PROJECT SUMMARY Our ultimate goal is to develop a practical, theranostic platform for managing PC. Prostate cancer (PC) is the second most common cancer and the fifth most frequent cause of cancer death among men. Despite a gradually improving trend in outcomes, the current death rate remains unacceptably high, with metastases in 20% of

afflicted men. The American Cancer Society estimates approximately 268,490 new cases and 34,500 deaths from PC in the United States in 2022. Prostate-specific membrane antigen (PSMA) expression has been associated with aggressive PC, and is present in over 90% of metastatic disease.

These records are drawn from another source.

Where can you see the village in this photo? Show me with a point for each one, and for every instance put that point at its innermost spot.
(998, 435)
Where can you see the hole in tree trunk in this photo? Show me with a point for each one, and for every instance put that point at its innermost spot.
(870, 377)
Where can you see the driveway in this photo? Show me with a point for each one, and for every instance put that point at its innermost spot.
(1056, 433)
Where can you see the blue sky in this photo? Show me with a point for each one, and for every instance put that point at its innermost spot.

Those features have led to

employing PSMA for PC detection with radionuclide imaging, and for therapies including antibody-drug conjugates, targeted radiotherapeutics and immunotherapeutic approaches. Nearly 450 trials involving PSMA in PC are registered on clinicaltrials.gov. Nevertheless, all of the current therapies show some degree of toxicity

and are not curative. We are well-positioned to develop novel therapies through application of our PSMA- targeted theranostic agents. We have recently synthesized PSMA-targeted poly(amidoamine) (PAMAM) dendrimers that may be used for PC-specific concurrent delivery of imaging and therapy. PAMAM dendrimers

serve as versatile delivery vehicles that can be tailored to different sizes and compositions. Here we propose development of multimodal theranostic agents enabling: (I) highly specific PSMA targeting; (II) application of quantitative positron emission tomography/computed tomography (PET/CT) ultimately for selecting patients for

therapy; (III) incorporation of a potent antimitotic agent; and, (IV) incorporation of optimized chemical exchange saturation transfer (CEST) moieties to enable non-invasive monitoring of PC drug delivery by the clinically ubiquitous imaging modality, magnetic resonance imaging (MRI). As we have shown, CEST is sufficiently

sensitive to enable targeted imaging. When high-frequency salicylate moieties are used there, is a frequency- specific contrast not encumbered by background signal, allowing determination of targeting efficiency. Direct imaging of drug biodistribution provides information needed to understand and improve efficacy. The proposed

PSMA-targeted theranostic agents will be synthesized via consecutive conjugation of PAMAM dendrimer with deferoxamine (DFO, for radiolabeling with 89Zr, enabling PET/CT and evaluation of pharmacokinetics), lysine- urea-glutamate moieties (KEU, for PSMA targeting), and numerous 4-(3-carboxypropanamido)-2-

hydroxybenzoic acid molecules [salicylic acid (SA) derivatives for CEST contrast]. For therapeutic studies, proposed theranostic agents will be additionally equipped with maytansine 1 (DM1) and monomethyl auristatin e (MMAE, both routinely used of formulation of antibody-drug conjugates) via either encapsulation or

conjugation. We will use mice bearing clinically relevant human PC metastatic xenografts for pharmacokinetic studies. Studies will be carried out using state-of-the-art multimodal PET/CT, MRI and optical imaging.